Having seen the miracles that the diet has done in my life I tend to evangelize about it to anyone with symptoms who will listen or who simply is unable to move fast enough to escape. That said, there is usually a period where they look at me and let me know that they do not think that they can do this. They wonder how I do it.
To which I always reply, “Its like having a baby. For three months its bad. It’s really mind-blowingly hard. Then, suddenly you get more sleep and the baby gets cuter and it all starts to flow.
But those three months are brutal.
Now here I must confess that we are lucky. We are wildly symptomatic. It is easy to stick to the plan when a deviation means a night spent sweating in the bathroom followed by three days of feeling awful. For people with mostly psychiatric symptoms it has to be harder.
But it is so worth it.
So yes, there is a period where you read every label trying to figure out if the natural flavors are made from gluten and learning the hard way that oats tend to be cross contaminated or that half of celiacs cannot tolerate corn or dairy.

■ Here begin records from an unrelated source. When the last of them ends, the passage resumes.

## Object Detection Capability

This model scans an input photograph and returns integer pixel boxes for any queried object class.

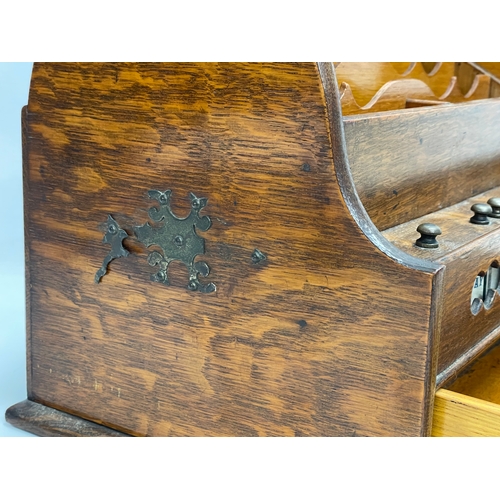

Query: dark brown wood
[383,188,500,376]
[344,99,500,230]
[5,399,130,437]
[10,63,443,436]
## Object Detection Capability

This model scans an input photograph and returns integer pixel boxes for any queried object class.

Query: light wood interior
[432,343,500,437]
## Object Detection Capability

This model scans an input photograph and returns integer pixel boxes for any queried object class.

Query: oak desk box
[7,63,500,436]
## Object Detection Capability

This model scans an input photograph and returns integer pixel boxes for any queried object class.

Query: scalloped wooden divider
[338,63,491,115]
[340,79,442,115]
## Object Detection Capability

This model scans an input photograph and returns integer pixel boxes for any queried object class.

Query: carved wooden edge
[5,399,131,437]
[317,62,445,436]
[21,105,32,398]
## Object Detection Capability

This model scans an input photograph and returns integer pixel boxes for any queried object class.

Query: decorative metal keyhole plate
[95,190,216,293]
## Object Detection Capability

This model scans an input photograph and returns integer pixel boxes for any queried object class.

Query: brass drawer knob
[415,223,441,248]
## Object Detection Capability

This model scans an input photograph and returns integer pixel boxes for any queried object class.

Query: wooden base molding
[5,399,129,437]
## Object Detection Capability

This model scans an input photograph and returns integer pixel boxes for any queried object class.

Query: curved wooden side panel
[16,63,441,436]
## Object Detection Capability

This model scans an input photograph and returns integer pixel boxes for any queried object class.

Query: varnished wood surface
[446,336,500,405]
[383,188,500,372]
[432,389,500,437]
[344,99,500,230]
[17,64,440,436]
[5,400,127,437]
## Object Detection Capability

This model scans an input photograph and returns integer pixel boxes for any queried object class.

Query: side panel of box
[20,64,438,436]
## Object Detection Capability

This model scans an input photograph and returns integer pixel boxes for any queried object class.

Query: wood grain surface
[344,99,500,230]
[383,188,500,373]
[19,63,441,436]
[446,336,500,405]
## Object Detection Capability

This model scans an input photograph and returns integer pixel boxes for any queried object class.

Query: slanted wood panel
[344,99,500,230]
[25,64,434,436]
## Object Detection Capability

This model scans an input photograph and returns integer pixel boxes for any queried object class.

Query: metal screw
[415,222,441,248]
[488,198,500,219]
[470,203,493,225]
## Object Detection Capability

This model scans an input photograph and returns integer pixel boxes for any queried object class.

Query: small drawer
[432,344,500,437]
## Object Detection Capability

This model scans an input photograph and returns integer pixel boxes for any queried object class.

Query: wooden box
[7,63,500,436]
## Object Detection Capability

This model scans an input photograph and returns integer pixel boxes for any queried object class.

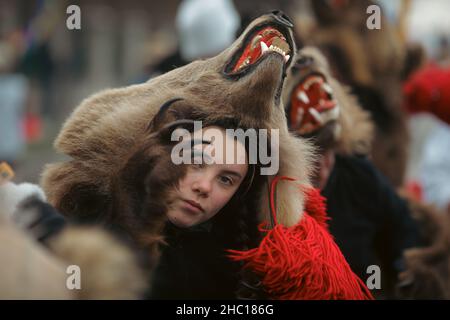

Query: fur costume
[397,193,450,299]
[42,11,370,299]
[283,47,374,155]
[0,182,145,299]
[42,12,310,226]
[284,48,420,296]
[302,0,409,187]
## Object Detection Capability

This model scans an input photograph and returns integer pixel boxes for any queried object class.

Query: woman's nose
[192,176,212,196]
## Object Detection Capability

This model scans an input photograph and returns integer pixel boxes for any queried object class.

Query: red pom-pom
[229,178,373,300]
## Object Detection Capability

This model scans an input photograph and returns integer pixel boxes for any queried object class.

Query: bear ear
[147,98,183,132]
[156,119,195,144]
[41,161,111,221]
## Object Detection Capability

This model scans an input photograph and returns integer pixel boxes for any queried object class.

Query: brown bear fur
[283,47,374,155]
[0,216,147,299]
[42,14,311,229]
[397,193,450,299]
[302,0,409,187]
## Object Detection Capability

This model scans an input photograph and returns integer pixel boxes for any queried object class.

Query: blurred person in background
[149,0,241,76]
[283,47,422,298]
[0,39,28,166]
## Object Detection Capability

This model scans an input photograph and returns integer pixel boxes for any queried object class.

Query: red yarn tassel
[229,177,373,300]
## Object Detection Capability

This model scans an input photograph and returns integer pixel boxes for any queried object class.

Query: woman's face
[167,126,248,228]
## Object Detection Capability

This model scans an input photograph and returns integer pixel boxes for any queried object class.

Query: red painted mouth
[226,24,291,75]
[289,73,339,135]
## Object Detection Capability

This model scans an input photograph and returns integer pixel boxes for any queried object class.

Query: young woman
[151,122,261,299]
[38,120,371,299]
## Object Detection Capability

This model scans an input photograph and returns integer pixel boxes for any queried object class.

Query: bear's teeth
[297,91,309,104]
[322,82,333,94]
[260,41,269,55]
[308,108,324,124]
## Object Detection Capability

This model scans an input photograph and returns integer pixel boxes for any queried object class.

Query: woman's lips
[183,199,204,212]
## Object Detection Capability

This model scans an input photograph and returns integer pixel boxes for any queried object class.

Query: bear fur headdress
[42,11,311,226]
[283,47,374,155]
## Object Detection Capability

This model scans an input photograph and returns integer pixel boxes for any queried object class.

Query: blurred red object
[23,113,42,143]
[403,64,450,124]
[405,180,423,201]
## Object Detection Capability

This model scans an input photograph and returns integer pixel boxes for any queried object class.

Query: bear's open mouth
[289,72,339,134]
[225,24,292,75]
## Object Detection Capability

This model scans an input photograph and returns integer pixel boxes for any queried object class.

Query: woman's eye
[191,162,205,169]
[219,176,233,186]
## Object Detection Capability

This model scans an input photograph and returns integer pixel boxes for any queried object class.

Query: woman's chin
[167,212,200,228]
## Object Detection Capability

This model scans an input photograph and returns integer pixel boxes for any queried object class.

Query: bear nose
[271,10,294,28]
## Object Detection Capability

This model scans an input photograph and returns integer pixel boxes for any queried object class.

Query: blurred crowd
[0,0,450,298]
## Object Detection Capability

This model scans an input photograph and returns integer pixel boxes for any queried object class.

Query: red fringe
[229,179,373,300]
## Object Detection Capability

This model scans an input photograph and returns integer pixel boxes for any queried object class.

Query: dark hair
[197,119,270,299]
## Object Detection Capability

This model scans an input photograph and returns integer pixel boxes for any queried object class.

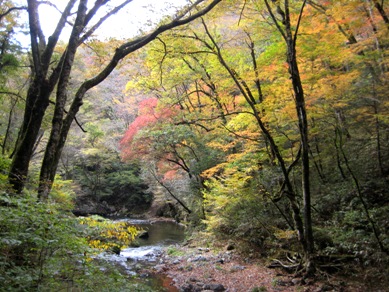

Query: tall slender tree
[9,0,221,199]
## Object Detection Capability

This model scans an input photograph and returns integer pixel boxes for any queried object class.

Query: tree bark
[39,0,221,199]
[8,0,76,194]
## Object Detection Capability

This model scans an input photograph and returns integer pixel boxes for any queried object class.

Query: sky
[17,0,187,46]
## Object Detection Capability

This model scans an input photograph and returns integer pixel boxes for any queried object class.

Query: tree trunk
[39,0,221,199]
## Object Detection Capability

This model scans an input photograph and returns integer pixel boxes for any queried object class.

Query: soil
[155,241,388,292]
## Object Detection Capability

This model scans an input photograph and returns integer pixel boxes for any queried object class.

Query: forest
[0,0,389,291]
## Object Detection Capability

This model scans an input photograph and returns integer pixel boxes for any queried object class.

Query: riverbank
[154,244,378,292]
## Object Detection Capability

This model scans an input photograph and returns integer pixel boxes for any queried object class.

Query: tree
[9,0,221,199]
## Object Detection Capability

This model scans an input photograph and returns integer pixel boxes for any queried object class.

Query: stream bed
[100,219,185,292]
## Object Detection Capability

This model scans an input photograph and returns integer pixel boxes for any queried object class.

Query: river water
[102,219,185,292]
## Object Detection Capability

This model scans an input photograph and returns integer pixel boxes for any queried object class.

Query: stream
[100,219,185,292]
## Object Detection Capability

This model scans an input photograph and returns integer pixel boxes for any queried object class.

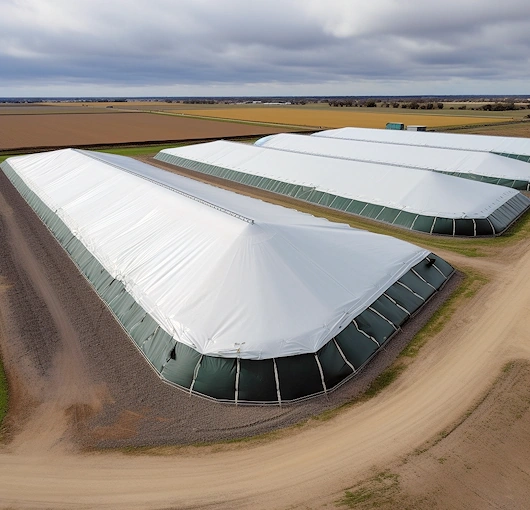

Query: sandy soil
[0,165,530,509]
[0,112,292,150]
[337,361,530,510]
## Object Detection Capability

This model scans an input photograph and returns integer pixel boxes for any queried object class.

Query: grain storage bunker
[1,149,453,404]
[156,139,530,237]
[255,133,530,191]
[312,127,530,163]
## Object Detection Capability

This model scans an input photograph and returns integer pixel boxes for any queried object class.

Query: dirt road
[0,173,530,509]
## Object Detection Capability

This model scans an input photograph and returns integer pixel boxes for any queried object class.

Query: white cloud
[0,0,530,96]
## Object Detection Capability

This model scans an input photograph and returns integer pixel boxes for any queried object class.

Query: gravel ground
[0,172,454,448]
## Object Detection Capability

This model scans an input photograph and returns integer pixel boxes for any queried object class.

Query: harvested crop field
[0,113,294,151]
[455,120,530,138]
[179,107,506,129]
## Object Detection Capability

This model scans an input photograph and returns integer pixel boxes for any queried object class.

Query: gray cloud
[0,0,530,96]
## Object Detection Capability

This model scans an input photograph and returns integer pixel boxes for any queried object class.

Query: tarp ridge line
[72,149,254,225]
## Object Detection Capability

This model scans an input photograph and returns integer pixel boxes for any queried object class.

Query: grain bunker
[1,149,453,404]
[312,127,530,163]
[156,140,530,237]
[255,133,530,191]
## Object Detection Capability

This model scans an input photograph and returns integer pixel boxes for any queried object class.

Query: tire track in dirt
[0,190,101,452]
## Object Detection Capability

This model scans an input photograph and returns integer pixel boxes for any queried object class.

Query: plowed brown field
[0,113,292,150]
[178,107,506,129]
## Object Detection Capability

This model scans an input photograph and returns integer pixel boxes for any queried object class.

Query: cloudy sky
[0,0,530,97]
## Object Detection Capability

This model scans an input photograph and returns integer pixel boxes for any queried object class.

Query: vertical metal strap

I had to learn to read kosher certifications and learn the rules of Passover (which is how a Catholic girl ends up on the Lubavitcher site). I messed up. I made at least ten inedible banana breads. I wanted to scream.
But then slowly, the fog lifted, and I stopped being tired, and I stopped getting sick, and I had a waist for the first time in my life and I suddenly realized what everyone else’s life had been like all along.
And then I doubled down.
Look, I am not going to tell you that this is easy. It’s not. Members of my extended family acted as if I was talking about alien abduction instead of a disease that impacts 1% of the population and is studied at Ivy League universities. Suddenly my best friend does not understand, but the nut allergy mom who cannot fly on Southwest Airlines is a kindred spirit. It is through the looking glass. For me, the “staff of life” is a deadly poison. Talk about bizarre.
So for three months its very very very hard.
Then suddenly when you are thinking of quitting or cheating, you see your new self. That woman with the great skin and the waist, who rarely gets ill and who now knows that she can indeed have a cookie binge, it’s just going to cost more, is you. That woman with amazing emotional equilibrium is you.
And from then on, its just a nuisance.